2. Update, update, update: all systems and devices have regular updates designed not only to improve or fix usability, but also to patch potential vulnerabilities. The update message usually appears at inopportune times or when we don’t have a Wi-Fi connection and we usually end up postponing or even ignoring its installation, unknowingly leaving the door open to cyberattacks. By simply keeping our devices up to date, we can avoid many of the vulnerabilities that can arise.

3. Being a victim of misinformation: While most of today’s cyberattacks are focused on data theft, there has recently been an increase in hacktivism practices and other state-related threats. This type of practice often involves the distribution of disinformation with fake news or biased and incomplete messages that take advantage of the emotional side of users to create discord. For this reason, it is recommended to use different sources when informing us, as well as consult any news or chain of messages before falling into practices such as mass dissemination. One of the main pillars of Internet security is common sense.

4. Use of free wireless networks: To avoid using your own data, it is increasingly common to navigate between hotspots and free Wi-Fi networks in restaurants, airports, train or metro stations, hotels and even public or private transport. However, security researchers have shown in many cases that these types of wireless networks have little or no security.
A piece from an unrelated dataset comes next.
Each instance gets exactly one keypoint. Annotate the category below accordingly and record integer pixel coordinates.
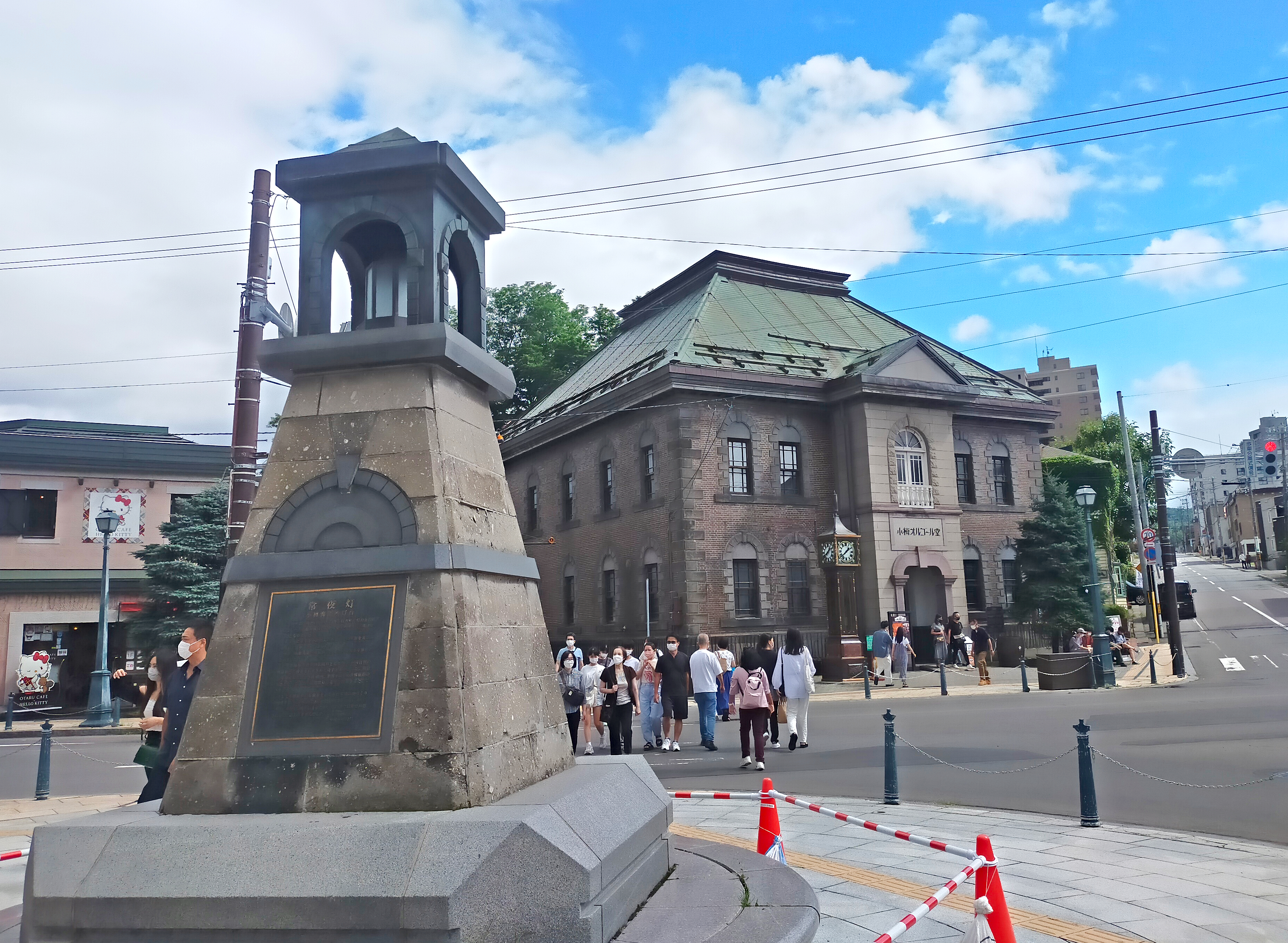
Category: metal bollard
(1086, 777)
(892, 762)
(47, 748)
It is recommended not to access an unknown network, but if necessary, limit its use to basic browsing, avoid entering passwords or using sensitive applications such as payment platforms or banking access.

5. Acceptance of privacy policies and licenses without review: Who reads the terms and conditions of data use? These long and confusing texts encourage most of the people to accept all the terms of use of any app without further delay. Although this allows us to start enjoying them faster, it can lead to a serious security problem and even a breach of all our data. On one hand, cybercriminals often use some popular apps or programs to spread their malicious code, while some malicious developers hide certain clauses to transfer permissions to collect, store and even trade this data. If we take a few minutes to check the rights and conditions before installing a program, we can avoid being a victim of fraud or having our personal information exposed.

6. Browse and trust unsafe websites: One way to detect this type of fraudulent website is to look for minor errors such as typos, misspelled text, or the presence of poor-quality or misleading images. However, the most effective method is undoubtedly URL scanning, with security indicators such as SSL certificates (indicated by the presence of a padlock next to the web address). or alerts, such as the presence of irregular characters or subdomains.